Over on Buzzfeed, Stephen King is turning his iconic house into a writers’ retreat

Sign me up.

Speaking of houses, the infamous house from In Cold Blood is up for sale

Truman Capote was way ahead of his time. These days, true crime interest is at its peak with new books, podcasts, and Netflix specials coming out every month. But when he wrote In Cold Blood in 1966, it was unlike anything the general public had read before. (Although, now that I’m all caught up on American Horror Story: 1984, I know of one character who would be all about buying this house.)

Just in time for Halloween, Hocus Pocus 2 is reportedly in the works at Disney+

Hocus Pocus will forever remain the best Halloween movie ever. Don’t @ me.

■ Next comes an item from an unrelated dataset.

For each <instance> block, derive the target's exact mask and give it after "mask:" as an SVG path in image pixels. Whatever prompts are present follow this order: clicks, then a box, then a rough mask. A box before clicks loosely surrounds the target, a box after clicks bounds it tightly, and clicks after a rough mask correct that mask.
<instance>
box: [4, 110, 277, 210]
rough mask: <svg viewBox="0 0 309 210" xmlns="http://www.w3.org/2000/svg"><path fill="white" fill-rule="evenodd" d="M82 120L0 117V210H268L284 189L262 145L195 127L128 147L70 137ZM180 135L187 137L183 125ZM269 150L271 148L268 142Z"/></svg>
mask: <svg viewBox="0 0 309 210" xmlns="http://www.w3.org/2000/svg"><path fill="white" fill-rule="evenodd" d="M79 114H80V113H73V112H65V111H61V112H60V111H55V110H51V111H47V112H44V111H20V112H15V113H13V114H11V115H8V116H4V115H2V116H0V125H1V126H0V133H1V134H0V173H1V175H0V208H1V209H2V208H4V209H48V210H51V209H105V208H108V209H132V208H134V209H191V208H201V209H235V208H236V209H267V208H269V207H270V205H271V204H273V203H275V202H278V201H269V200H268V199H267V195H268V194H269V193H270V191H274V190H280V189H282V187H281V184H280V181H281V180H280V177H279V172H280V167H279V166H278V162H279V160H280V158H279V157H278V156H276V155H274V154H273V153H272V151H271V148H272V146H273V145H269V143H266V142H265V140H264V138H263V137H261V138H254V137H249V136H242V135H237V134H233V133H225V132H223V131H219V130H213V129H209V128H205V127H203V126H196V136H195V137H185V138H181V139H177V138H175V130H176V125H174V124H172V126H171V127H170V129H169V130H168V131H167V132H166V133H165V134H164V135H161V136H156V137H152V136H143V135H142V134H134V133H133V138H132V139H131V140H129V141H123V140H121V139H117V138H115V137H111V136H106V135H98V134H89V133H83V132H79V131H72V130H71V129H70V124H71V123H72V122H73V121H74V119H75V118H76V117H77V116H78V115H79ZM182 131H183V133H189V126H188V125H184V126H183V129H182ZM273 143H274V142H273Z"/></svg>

Over on Tor, Carmen Maria Machado on the neverending debate of literary fiction v. genre fiction

This was one of two pieces I read this week related to literary v. genre fiction, although for the life of me I can’t remember where I found the other one or even who wrote it. What I do remember is it described literary fiction as character-driven while genre fiction is plot-driven. Personally, I don’t read much literary fiction. Like, at all. All those books that get the accolades and end up on all the Best Of end-of-the-year lists? Never read them. Or I try, but end up getting bored and quitting. (Life’s too short to read books I don’t like.) But I do love me some genre fiction and I don’t discriminate. Fantasy, science fiction, romance, mystery, thriller, horror. But when asked, I’ve sometimes had difficulty explaining exactly what I dislike about literary fiction, but I do think it comes down to the plot v. character focus.

From The Guardian, the hunt for Shakespeare’s personal library

The idea that someone could have a book just hanging out on a shelf somewhere in their house that once belonged to Shakespeare and have no idea is kind of mind-boggling.